Nota dos autores: As opiniões aqui expressas são as dos autores e não representam necessariamente as do Banco da Reserva Federal de Dallas, do Sistema da Reserva Federal, do Fundo Monetário Internacional ou da política do FMI.

Baqaee, D R e E Farhi (2020), “Nonlinear Production Networks with an Application to the Covid-19 Crisis”, CEPR Discussion Paper 14742.

Cesa-Bianchi, A, M H Pesaran e A Rebucci (2020), “Uncertainty and Economic Activity: A Multi-country Perspective”, The Review of Financial Studies 33 (8): 3393-3445.
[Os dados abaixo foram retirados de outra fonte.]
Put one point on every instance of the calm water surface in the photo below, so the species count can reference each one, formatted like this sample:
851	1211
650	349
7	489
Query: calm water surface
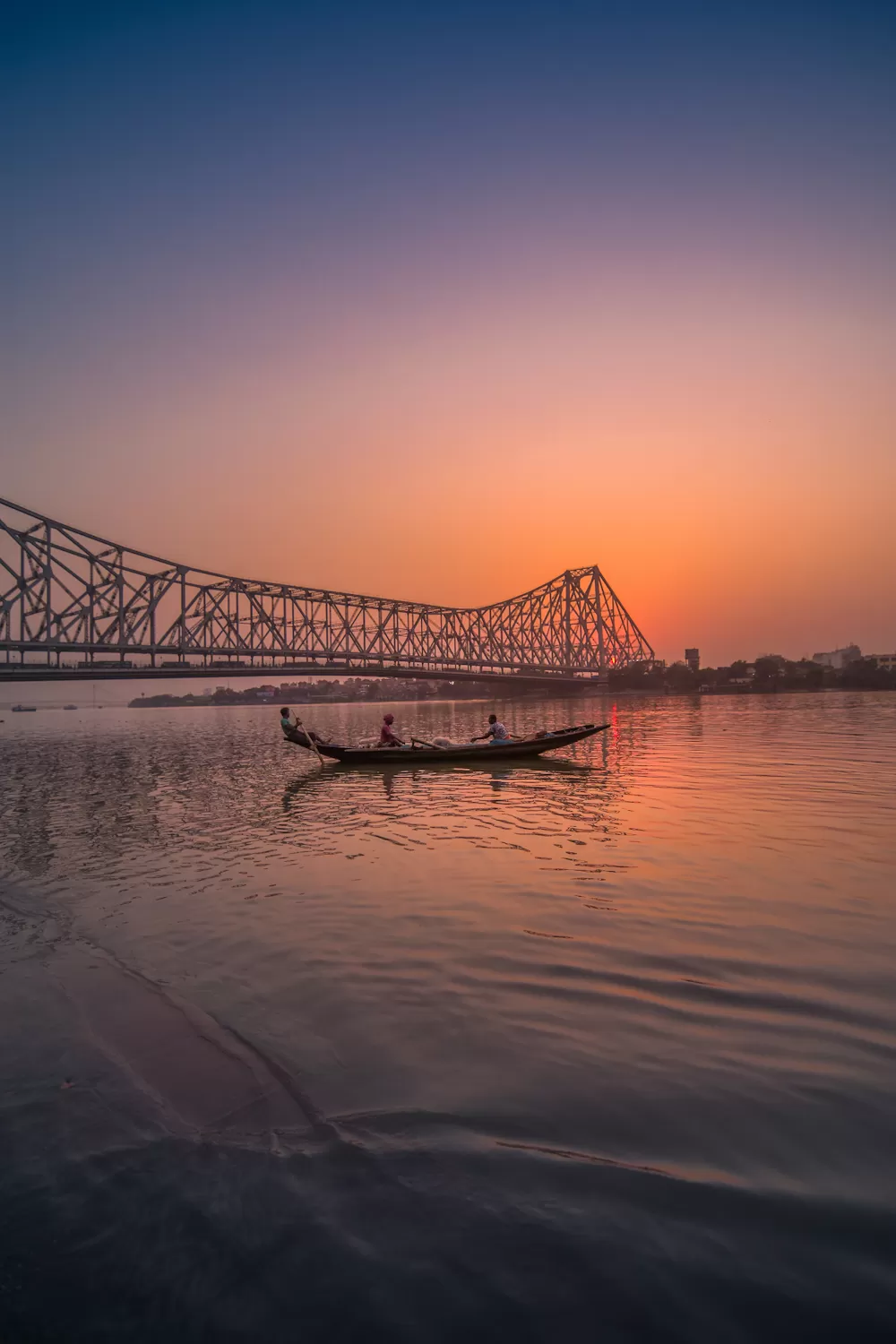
598	1048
Chudik, A, K Mohaddes, M H Pesaran, M Raissi e A Rebucci (2020), “A Counterfactual Economic Analysis of Covid-19 Using a Threshold Augmented Multi-Country Model”, NBER Working Paper 27855.

Chudik, A e M H Pesaran (2016), “Theory and Practice of GVAR Modeling”, Journal of Economic Surveys 30 (1): 165-197.

Ludvigson, S C, S Ma e S Ng (2020), “COVID-19 e os Efeitos Macroeconômicos de Desastres Custativos”, Documento de Trabalho NBER No. 26987.

McKibbin, W J e R Fernando (2020), “The Global Macroeconomic Impacts of COVID-19: Seven Scenarios”, CAMA Working Paper 19/2020.

Pagano, M, C Wagner e J Zechner (2020), “COVID-19, asset prices, and the Great Reallocation”, VoxEU.org, 11 de Junho.